Rick Schreurs

78 Chapter 4 Limitations This study concerns experiments in a small number of porcine hearts. While this species is frequently used for cardiovascular research, a limitation is that the degree of dyssynchrony induced by LV and RV pacing is smaller than in other species like man and dog. We hypothesize that the concept of mean effective AV-delay works better in humans, due to a greater amount of interventricular dyssynchrony, which was also the case in the CircAdapt computer model [18]. A model of total AV-block was used because this allowed observing the isolated effect of changes in AV-delay, while in many patients AV-conduction might be present. In such situation fusion of intrinsic conduction and paced activation waves may occur, thereby changing the amount of interventricular dyssynchrony.
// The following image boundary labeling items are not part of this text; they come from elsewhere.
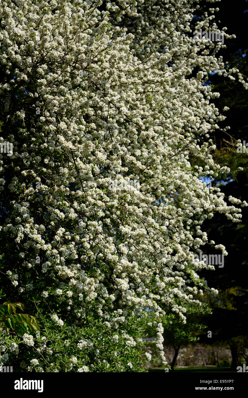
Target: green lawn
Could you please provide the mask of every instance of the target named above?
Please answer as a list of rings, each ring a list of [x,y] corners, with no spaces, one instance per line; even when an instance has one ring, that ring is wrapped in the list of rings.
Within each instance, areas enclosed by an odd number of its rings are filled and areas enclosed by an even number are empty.
[[[164,368],[154,368],[153,369],[150,369],[149,372],[165,372]],[[169,371],[169,373],[172,372],[172,371]],[[231,371],[229,367],[217,367],[216,366],[213,367],[190,367],[188,368],[175,368],[173,371],[173,373],[179,373],[180,372],[233,372],[234,373],[236,373],[236,371]]]

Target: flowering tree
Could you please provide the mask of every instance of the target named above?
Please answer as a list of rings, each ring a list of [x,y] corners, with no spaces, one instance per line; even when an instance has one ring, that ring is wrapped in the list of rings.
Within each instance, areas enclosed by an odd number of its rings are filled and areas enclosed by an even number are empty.
[[[201,179],[228,172],[212,158],[225,117],[206,82],[213,71],[247,84],[217,58],[223,45],[194,39],[192,24],[220,31],[214,9],[198,19],[194,4],[2,3],[2,294],[41,332],[2,328],[2,363],[141,371],[149,332],[166,365],[162,325],[185,322],[210,289],[198,271],[214,267],[194,254],[227,253],[201,224],[216,212],[238,222],[233,204],[246,203]]]

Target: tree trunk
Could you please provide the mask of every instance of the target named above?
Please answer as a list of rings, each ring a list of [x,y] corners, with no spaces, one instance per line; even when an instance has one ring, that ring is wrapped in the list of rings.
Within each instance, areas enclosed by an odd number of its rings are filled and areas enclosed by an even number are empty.
[[[236,370],[238,366],[238,353],[237,352],[237,348],[235,344],[232,344],[230,345],[231,350],[231,354],[232,355],[232,363],[231,364],[231,369]]]
[[[170,364],[170,367],[171,368],[171,370],[174,371],[174,366],[176,364],[176,359],[177,358],[177,356],[179,352],[179,349],[180,349],[180,345],[178,345],[177,347],[174,347],[174,349],[175,350],[175,353],[174,354],[174,356],[173,357],[173,359],[172,360],[172,362]]]

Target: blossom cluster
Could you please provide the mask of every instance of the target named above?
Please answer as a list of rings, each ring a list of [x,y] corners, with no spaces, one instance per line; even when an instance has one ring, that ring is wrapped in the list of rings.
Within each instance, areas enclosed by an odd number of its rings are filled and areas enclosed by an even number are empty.
[[[14,150],[0,154],[1,275],[6,295],[15,289],[42,320],[45,338],[23,336],[24,368],[138,371],[134,353],[147,328],[163,357],[167,314],[185,322],[188,306],[201,305],[196,295],[208,288],[198,272],[208,266],[194,254],[209,243],[202,224],[217,212],[241,217],[202,179],[229,171],[213,160],[210,137],[225,118],[206,82],[213,72],[248,86],[225,69],[221,43],[194,40],[199,8],[192,0],[2,2],[3,138]],[[195,30],[219,31],[209,14]],[[138,179],[139,189],[110,189],[120,178]]]

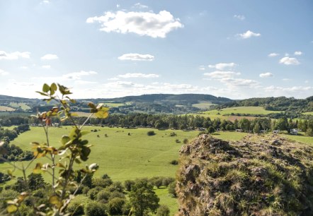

Furthermore, the optimal AV-delay was based on acute hemodynamic improvements while an autonomic regulatory response characterized by changes in peripheral arterial resistance and pressure might be likely to occur. Beat-to-beat measurements in patients have shown though, that the initial increment in cardiac output would sustain throughout a longer period [31], but acute hemodynamic improvements may not (fully) translate into clinical improvements. CONCLUSION This experimental animal study has identified interatrial delay and interventricular dyssynchrony as important influencers for the optimal AV-delay to be programmed. The optimal AV-delay increases with greater interatrial delay due to RA pre-excitation and with pre-excitation of the LV. Furthermore, the mean effective AV-delay corrected for heart rate seems a good and widely applicable predictor for the optimal hemodynamic effect of pacing since it takes into account both RV and LV function. Additional research should be performed to examine how this parameter can be implemented to optimize atrioventricular optimization in patients.